Is this phone call likely to be spam?
With milliseconds to make a decision, telecoms companies would like to be able to help their customers identify calls from suspicious numbers in real time. Blocklists are easily bypassed and take time to initiate, so automated systems such as those developed by China Telecom using a massive graph database are the way forward.
China Telecom considers more than 100 factors in assessing the risk that the number from which a call is being initiated is likely to be a scammer. Mapping the phone numbers and factors against a graph database, the company uses graph algorithms to assign a risk score to a caller. If the score exceeds a threshold, a message is flashed to the recipient’s phone to alert them that the call has been flagged as suspect, allowing them to decide whether to accept the call.
How can I re-optimise my manufacturing operation in response to shortages of critical components?
In complex manufacturing operations, where it’s possible to make many different products, a shortage of one component doesn’t mean the entire assembly line has to grind to a halt, but it can take time to work out how. Jaguar Land Rover used a graph-based solution to reduce the amount of time it needed for this from three weeks to 45 minutes.
The company did this by layering a graph database on top of its existing supply chain management systems, to create a single connected overview of the entire operation from suppliers and inbound shipping through assembly lines and internal logistics to the sales order book. In this way, it optimised a complex manufacturing system – which supports the custom assembly of cars comprising some 4,500 parts each from an inventory of more than 30,000 components – and save around $100 million in the first year.
Where is the fault in my very complex IT system and what are the downstream implications?
A leading British retailer has a large and complex IT system that is essential in maintaining the flow of products and information between warehouses and several thousand shops. The IT system requires more than 20 development squads to build and maintain nearly 100,000 IT processes, which do everything from updating databases to generating management reports. If any one of these systems fail, it can have unpredictable and far-reaching knock-on effects.
Initially the retailer adopted a graph solution to manage service level agreements and track KPIs as part of the IT department’s agreements with business analysis teams. If something broke, it needed to quickly identify what it was and which development squad was responsible for fixing it.

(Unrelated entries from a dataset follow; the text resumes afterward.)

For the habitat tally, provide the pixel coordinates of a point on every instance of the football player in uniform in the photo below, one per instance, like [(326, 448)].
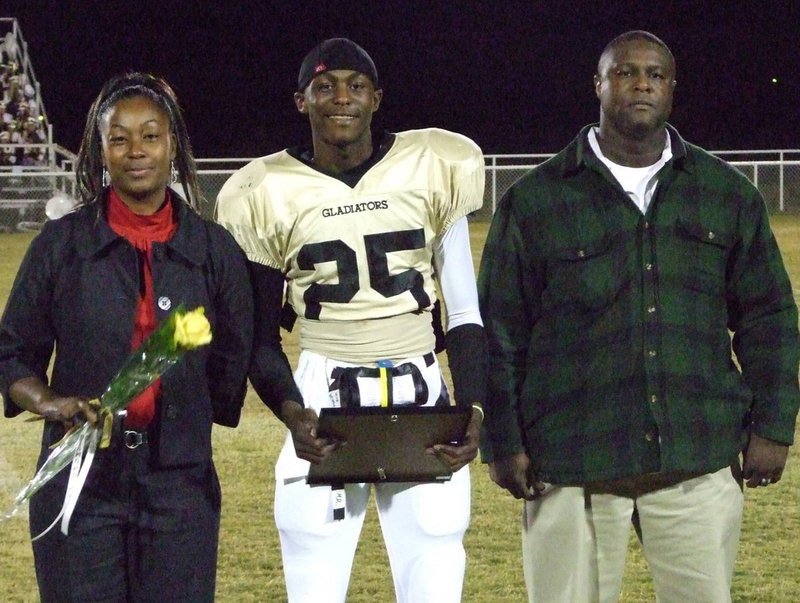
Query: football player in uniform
[(355, 231)]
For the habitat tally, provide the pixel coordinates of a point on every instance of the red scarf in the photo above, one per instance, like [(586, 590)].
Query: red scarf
[(142, 232)]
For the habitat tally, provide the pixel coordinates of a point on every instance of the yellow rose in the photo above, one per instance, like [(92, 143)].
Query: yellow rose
[(192, 329)]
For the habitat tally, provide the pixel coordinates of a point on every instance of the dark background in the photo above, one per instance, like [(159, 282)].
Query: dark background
[(514, 76)]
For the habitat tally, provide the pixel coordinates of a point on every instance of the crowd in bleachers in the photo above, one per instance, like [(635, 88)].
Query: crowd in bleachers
[(21, 122)]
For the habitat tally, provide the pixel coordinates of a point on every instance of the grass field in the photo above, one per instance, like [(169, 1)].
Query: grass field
[(250, 564)]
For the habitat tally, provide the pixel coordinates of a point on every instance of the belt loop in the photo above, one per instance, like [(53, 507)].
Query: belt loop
[(133, 439)]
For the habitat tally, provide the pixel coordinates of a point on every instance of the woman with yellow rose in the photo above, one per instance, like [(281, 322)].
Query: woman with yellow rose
[(94, 285)]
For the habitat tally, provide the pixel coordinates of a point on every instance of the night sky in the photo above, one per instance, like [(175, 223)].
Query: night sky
[(514, 76)]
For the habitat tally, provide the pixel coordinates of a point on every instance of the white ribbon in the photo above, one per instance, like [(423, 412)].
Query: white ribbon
[(88, 438)]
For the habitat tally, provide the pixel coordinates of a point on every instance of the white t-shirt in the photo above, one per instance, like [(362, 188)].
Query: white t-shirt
[(639, 183)]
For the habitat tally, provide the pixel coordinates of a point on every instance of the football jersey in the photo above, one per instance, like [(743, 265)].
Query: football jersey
[(357, 260)]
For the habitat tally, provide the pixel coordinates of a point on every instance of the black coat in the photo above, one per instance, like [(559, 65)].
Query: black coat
[(77, 290)]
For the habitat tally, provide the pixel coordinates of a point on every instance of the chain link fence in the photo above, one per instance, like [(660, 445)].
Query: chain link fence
[(24, 193)]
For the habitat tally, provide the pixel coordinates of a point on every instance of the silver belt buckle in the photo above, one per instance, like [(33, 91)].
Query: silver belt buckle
[(133, 439)]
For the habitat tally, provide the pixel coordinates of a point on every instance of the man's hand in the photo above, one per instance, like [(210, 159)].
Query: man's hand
[(457, 457), (33, 395), (514, 473), (764, 461), (302, 423)]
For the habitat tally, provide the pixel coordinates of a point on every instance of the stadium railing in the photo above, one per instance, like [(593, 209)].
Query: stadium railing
[(24, 191)]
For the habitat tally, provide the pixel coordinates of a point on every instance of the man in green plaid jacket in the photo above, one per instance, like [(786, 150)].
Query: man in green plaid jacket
[(642, 334)]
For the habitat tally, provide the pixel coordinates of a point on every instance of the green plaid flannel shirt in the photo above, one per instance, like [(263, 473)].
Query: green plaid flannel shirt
[(611, 332)]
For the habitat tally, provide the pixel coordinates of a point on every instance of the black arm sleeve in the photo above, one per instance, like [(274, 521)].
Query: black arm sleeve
[(270, 373), (466, 356)]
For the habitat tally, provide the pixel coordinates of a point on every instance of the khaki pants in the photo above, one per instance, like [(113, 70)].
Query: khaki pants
[(574, 544)]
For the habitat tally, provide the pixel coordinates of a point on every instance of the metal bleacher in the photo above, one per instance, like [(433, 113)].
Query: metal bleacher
[(25, 189)]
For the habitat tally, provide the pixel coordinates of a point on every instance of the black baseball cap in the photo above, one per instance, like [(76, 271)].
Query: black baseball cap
[(332, 54)]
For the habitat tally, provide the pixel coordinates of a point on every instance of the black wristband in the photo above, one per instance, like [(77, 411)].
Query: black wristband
[(466, 356)]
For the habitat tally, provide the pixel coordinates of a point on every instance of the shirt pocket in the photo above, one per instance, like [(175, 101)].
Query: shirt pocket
[(587, 276), (702, 256)]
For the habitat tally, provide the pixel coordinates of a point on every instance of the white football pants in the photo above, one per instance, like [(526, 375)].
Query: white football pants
[(423, 525)]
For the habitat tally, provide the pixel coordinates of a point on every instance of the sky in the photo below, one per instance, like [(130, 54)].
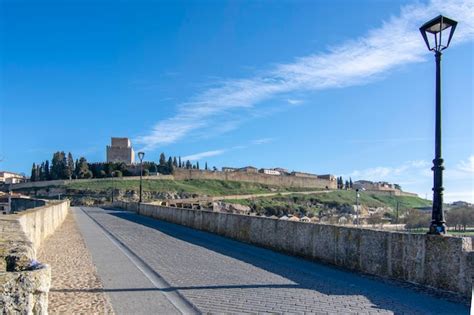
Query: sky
[(341, 87)]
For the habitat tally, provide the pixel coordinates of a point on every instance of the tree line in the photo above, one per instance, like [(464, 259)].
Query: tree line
[(63, 166)]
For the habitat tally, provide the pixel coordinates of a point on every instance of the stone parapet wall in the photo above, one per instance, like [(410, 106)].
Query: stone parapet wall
[(23, 290), (435, 261)]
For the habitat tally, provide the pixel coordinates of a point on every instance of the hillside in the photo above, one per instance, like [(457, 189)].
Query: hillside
[(194, 187), (342, 200)]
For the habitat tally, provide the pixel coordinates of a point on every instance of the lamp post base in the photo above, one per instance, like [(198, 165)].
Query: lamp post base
[(437, 228)]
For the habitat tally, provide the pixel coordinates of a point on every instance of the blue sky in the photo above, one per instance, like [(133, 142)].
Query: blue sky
[(339, 87)]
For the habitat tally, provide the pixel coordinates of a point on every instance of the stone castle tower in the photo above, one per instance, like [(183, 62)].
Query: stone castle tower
[(120, 150)]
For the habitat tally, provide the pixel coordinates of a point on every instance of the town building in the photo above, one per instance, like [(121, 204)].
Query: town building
[(229, 169), (269, 171), (283, 171), (328, 177), (248, 169), (11, 177), (369, 185), (120, 150)]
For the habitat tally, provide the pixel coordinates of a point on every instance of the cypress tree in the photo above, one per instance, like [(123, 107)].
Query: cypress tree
[(162, 159), (170, 165), (47, 176), (33, 173), (70, 166)]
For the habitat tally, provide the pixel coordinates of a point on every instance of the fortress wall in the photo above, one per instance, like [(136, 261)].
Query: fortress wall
[(184, 174), (273, 180), (442, 262)]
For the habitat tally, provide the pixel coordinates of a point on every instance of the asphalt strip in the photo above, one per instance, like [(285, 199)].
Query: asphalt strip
[(174, 297)]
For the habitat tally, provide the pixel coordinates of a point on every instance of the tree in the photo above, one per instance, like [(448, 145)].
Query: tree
[(170, 165), (83, 168), (33, 173), (117, 174), (70, 166), (47, 176), (41, 172), (162, 159), (58, 165)]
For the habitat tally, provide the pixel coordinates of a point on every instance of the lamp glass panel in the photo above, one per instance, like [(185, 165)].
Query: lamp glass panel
[(445, 36), (438, 27), (431, 40)]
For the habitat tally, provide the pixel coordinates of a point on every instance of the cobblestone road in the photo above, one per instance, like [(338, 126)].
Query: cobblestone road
[(219, 275)]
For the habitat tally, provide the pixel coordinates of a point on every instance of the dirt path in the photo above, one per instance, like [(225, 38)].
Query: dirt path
[(75, 287), (249, 196)]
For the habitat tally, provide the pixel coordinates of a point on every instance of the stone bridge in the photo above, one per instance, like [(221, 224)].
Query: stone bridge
[(149, 266)]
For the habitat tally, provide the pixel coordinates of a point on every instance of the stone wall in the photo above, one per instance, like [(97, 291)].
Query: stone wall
[(435, 261), (20, 204), (183, 174), (273, 180), (23, 289)]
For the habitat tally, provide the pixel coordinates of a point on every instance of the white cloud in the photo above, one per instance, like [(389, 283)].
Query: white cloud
[(416, 176), (201, 155), (294, 101), (262, 141), (396, 42)]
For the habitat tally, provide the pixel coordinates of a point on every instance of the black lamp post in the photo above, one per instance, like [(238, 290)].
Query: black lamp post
[(140, 156), (437, 34)]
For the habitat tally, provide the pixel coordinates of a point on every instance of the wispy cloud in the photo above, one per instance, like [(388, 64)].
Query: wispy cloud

The fault tracker was very successful, and the retailer soon began to find other uses for the graph database system including identifying and triaging potential single points of failure to take a more proactive approach to fault management.
This is an exciting time for graph database technology as it changes the paradigm for data storage and analytics to enable organisations to take a fresh look at old problems and generate new business intelligence from existing data.
By linking up legacy databases and deploying sophisticated analytics and algorithms, graph database technology is helping organisations gain insights into new and existing markets in a way that relational databases simply could not, enabling them to increase revenues, reduce costs, and manage risks.
Graph technology is rapidly finding new applications that improve operational efficiency in supply chains, energy management systems, and IT and telecoms networks. It is the foundational tool behind many cutting-edge solutions in machine learning, artificial intelligence, and geospatial and time series analysis.
It’s no wonder that organisations in industries as diverse as advertising, financial services, healthcare, retail, and manufacturing, among other information-intensive sectors, are embracing graph technology to amalgamate and process vital business intelligence.